Anna se despediu e pegou a criança. Quando entrou no ônibus com ela, a menina começou a se debater, querendo voltar para o colo do “papai”. Ao ver que não a atendiam, nem Anna, nem “papai”, e que este ia ficando lá longe, começou um berreiro ensurdecedor. Gritou tanto que Anna achou por bem dar-lhe uns tapas, o que foi desastroso. O motorista parou o ônibus, dizendo:
— Minha senhora, essa criança é sua? Não parece conhecê-la. Se não for, a senhora desce aqui, e já.
Anna ficou indignada. Mostrou a certidão de nascimento que Gustavo deixara com os tios e o motorista não teve alternativa, senão aceitar os fatos... e os gritos. Mas Anna ainda explicou que estivera doente e a menina ficara até agora com outras pessoas da família e realmente não se lembrava dela. Por isso a choradeira. Nesse momento Anna pensou que a tia julgava natural ser chamada de "Mamãe" pela filha que não era dela... e detestou isso.
Entre os passageiros estavam duas amigas de Tia Hermínia, que dias depois contaram a ela essa cena. Contaram que a menina chorara sentidamente durante toda a viagem e chamara todo o tempo por “mamããe”. Que caía num sono curto de pura exaustão e soluçava de fazer dó. Acordava gritando apavorada.

Uma semana depois, Tia Hermínia recebeu um telegrama de sua sobrinha Júlia, a irmã mais velha de Anna, em cuja casa em Apiaí mãe e filha se hospedaram.
O telegrama dizia:
Tia Hermínia. Venha buscar Mariana urgente. Só chora. Não come. Emagreceu muito. Estamos preocupados. Júlia e Augusto.

7 Comments:

At 5/10/07 5:19 AM, Anonymous Anônimo said...

É triste, ainda bem que já sabemos que acabou dando certo, Nice cresceu, formou sua família, já viveu mais de 50 anos e está aqui para contar tão bem a história.
digitou o Zecão

 
At 5/10/07 5:21 AM, Anonymous Anônimo said...

Oi Nice, o Shiost já tirou do Refulgir o incômodo criptograma, que tal tirar do seu também. Parece que os gringos deram uma folga.
Zecão

 
At 5/10/07 12:38 PM, Anonymous Anônimo said...

Todos nos sabemos como a historia termina, mas o mais interessante eh saber como chegamos ate aki.
Esperamos pelas cenas do proximo capitulo...
Filha
Chris

 
At 5/10/07 2:15 PM, Blogger marianicebarth said...

Não sei como tirar as letras... Mas vou tentar. Se coloquei, tenho de saber tirar. Só que vai ficar para mais tarde, amanhã, acho...

 
At 5/10/07 2:25 PM, Blogger marianicebarth said...

Pronto, Zeca, as letras incômodas já desapareceram.
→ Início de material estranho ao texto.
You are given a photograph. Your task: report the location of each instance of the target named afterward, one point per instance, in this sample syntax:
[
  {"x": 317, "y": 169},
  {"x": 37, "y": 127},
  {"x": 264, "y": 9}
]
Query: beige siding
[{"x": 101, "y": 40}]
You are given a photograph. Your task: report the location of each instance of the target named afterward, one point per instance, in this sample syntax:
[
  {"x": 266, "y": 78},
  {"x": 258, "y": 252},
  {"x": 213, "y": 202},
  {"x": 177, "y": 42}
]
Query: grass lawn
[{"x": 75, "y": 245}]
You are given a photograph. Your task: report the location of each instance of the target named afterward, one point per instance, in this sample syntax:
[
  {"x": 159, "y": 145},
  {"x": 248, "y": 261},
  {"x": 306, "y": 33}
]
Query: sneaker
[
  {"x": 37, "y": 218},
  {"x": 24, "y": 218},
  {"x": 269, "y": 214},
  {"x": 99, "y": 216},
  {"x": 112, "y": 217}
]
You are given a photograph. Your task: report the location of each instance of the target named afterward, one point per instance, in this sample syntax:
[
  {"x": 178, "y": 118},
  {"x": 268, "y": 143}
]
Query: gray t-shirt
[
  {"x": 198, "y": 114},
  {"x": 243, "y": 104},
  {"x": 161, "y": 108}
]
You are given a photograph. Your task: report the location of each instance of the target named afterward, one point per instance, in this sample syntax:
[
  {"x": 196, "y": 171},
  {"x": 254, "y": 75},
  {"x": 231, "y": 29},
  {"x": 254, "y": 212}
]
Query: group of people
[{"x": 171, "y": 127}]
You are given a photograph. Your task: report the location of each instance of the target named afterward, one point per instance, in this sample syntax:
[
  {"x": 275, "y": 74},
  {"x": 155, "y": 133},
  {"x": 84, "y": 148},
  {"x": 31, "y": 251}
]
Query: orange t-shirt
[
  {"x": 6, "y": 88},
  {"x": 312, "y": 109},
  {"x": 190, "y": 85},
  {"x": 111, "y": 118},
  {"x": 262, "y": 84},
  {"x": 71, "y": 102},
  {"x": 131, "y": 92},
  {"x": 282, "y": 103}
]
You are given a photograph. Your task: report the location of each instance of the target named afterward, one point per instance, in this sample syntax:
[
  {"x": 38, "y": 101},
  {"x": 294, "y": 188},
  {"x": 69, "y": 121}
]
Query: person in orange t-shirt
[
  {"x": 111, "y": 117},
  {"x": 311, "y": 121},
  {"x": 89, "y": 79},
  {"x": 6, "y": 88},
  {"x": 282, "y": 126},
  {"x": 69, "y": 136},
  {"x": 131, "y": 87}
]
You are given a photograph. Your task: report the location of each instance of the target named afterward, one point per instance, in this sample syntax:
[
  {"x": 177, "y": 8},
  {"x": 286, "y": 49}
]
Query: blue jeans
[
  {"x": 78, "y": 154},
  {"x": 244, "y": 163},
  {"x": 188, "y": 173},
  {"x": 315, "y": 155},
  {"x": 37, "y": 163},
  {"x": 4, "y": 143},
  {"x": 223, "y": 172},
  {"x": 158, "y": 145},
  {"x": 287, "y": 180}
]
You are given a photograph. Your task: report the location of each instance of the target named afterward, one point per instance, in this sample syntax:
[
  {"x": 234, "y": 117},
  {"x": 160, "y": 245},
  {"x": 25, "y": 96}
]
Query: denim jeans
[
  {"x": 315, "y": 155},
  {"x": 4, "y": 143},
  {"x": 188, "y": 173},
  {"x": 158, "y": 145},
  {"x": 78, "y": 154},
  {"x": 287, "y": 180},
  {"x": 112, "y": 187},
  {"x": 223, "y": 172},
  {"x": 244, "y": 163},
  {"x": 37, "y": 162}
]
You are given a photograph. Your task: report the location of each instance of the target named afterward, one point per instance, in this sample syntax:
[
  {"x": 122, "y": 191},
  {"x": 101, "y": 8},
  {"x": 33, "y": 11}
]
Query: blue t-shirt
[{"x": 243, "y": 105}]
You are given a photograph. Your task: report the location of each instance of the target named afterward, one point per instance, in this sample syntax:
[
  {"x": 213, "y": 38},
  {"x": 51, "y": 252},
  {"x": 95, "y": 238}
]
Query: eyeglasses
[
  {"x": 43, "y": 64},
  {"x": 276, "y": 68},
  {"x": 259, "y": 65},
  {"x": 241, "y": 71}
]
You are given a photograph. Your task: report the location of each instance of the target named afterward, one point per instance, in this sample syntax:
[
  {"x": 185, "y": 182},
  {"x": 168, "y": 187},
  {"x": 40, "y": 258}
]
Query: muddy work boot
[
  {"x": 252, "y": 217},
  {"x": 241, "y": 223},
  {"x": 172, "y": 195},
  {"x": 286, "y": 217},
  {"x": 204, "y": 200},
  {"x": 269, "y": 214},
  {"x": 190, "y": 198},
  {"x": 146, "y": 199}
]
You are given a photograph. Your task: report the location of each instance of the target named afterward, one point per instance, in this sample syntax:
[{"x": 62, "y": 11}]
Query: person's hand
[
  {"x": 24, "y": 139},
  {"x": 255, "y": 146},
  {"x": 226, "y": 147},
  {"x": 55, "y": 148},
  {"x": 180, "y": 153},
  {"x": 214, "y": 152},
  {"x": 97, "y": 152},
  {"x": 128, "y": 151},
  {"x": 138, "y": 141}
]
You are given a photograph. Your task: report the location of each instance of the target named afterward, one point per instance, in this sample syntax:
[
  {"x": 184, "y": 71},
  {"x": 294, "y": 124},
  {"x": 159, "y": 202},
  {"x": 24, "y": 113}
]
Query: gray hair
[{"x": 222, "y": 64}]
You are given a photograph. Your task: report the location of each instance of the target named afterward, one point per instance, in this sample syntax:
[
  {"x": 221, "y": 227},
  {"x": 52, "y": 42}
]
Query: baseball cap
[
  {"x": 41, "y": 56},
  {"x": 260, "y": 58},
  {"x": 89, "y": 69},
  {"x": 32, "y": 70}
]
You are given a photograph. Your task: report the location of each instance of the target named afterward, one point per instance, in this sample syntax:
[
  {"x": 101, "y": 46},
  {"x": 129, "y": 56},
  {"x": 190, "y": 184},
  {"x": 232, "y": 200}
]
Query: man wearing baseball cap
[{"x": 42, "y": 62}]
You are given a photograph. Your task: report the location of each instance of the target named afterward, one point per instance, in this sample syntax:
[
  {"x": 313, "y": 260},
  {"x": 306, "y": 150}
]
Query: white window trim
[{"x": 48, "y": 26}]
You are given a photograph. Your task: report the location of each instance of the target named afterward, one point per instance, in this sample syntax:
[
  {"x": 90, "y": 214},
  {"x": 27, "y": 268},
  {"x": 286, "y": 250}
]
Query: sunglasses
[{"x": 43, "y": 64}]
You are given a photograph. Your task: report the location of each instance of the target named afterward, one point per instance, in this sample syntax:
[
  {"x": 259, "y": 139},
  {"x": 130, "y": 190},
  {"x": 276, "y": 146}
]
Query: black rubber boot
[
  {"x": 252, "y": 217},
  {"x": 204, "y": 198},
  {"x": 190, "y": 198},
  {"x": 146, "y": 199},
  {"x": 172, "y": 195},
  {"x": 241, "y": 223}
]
Foi mais fácil do que pensei.

 
At 5/10/07 5:57 PM, Anonymous Anônimo said...

Aproveitando que estamos sem os criptogramas, vamos deitar falação.
Impressiona-me que mesmo fatos tão tristes prendem a gente. É a arte da narradora. Gostei, por exemplo, do detalhe que foram conhecidas da tia Juventina que reportaram as cenas da jardineira. Viva a INTERNET, que permite tal interação. Em cada canto do mundo há alguém acompanhando "uma grande paixão", Todos aguardando o próximo capítulo.

 
At 5/10/07 10:20 PM, Anonymous Anônimo said...

Com certeza! Esperando ansiosamente! Se este é o resumo do resumo, imagine o livro como será! Aqui em casa nada mais farei até lê-lo inteirinho!